After running this script i got the output file for somatic cnv like this: 1 18921041 19198941 3 gain AAB 81.846 1 71007971 75160955 3 gain AAB 6.00045 1 78641024 84202811 3 gain AAB 10.0454 1 93278631 99740911 3 gain AAB 32.4437 1 100292566 108136556 3 gain AAB 56.9157 1 185296350 187641778 3 gain AAB 3.25507 1 190097632 198859138 3 gain - -1 1 220025096 220134605 1 loss A -1 1 227016028 227081001 3 gain AAB 68.6832 2 38783 45827 3 gain - -1 2 31963042 32433806 1 loss A 100 2 49017438 51029206 3 gain AAB 28.0357

Second way

using config file-only including pileup files:

[general] BedGraphOutput=TRUE chrLenFile = /path/hg38.fa.fai window = 0 ploidy = 2 outputDir = /path/pileup-basedresults bedtools = /usr/bin/bedtools samtools = /usr/bin/samtools forceGCcontentNormalization = 1 contaminationAdjustment=TRUE

sex=XY

breakPointType=4 chrFiles =path/genome-file-chr maxThreads=10 gemMappabilityFile = path/out100m2_hg38.gem

noisyData=TRUE printNA=FALSE sambamba = path/./sambamba readCountThreshold=50

[sample]

mateFile = /path/CaGB_10_T.pileup.gz inputFormat = pileup mateOrientation = FR

[control]

mateFile = path/CaGB_10_N.pileup.gz inputFormat = pileup mateOrientation = FR

[BAF] SNPfile =path/dbSNP151.hg38-commonSNP_minFreq5Perc_with_CHR.vcf.gz minimalCoveragePerPosition = 5 shiftInQuality = 33

[target]

captureRegions = /EXOME-SEQ/TruSeq_exome_targeted_regions.hg19.bed

captureRegions = path/final-overlapping-removed-sorted.bed

output_file: again only 7 columns 1 27621445 29279653 1 loss A -1 1 77631847 77926905 1 loss A 47.3996 1 91642882 93079408 1 loss A 100 1 96777544 99709210 3 gain AAB 27.2263 1 173500937 174241659 1 loss A 11.0234 1 219915358 220147732 1 loss A 17.95 2 31531343 32388914 1 loss A -1 2 36378249 36555753 3 gain AAB 53.6888 2 38689775 38882527 1 loss A -1 2 46816758 48733146 1 loss A -1 2 54143223 54850294 3 gain AAB 24.374 2 60756240 62502550 1 loss A -1 2 62502552 69962188 2 neutral AA -1 2 69996591 70297189 1 loss A -1

only 7 columns are displayed i am not getting status column whether its germline or somatic.
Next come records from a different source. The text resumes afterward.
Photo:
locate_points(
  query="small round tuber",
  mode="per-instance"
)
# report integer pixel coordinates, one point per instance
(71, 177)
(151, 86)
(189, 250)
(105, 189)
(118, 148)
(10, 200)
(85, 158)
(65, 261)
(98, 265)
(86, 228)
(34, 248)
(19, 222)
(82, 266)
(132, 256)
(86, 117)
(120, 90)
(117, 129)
I want to acquire somatic alterations excluding germline .Additionally , i have overlapped these files with dgv database germline variants in order to remove the germline ones but i am getting good match for almost every region. So i am not sure whether these cnv is somatic or germline .how can i be sure that the cnvs in this file are somatic please suggest how can i acquire that column.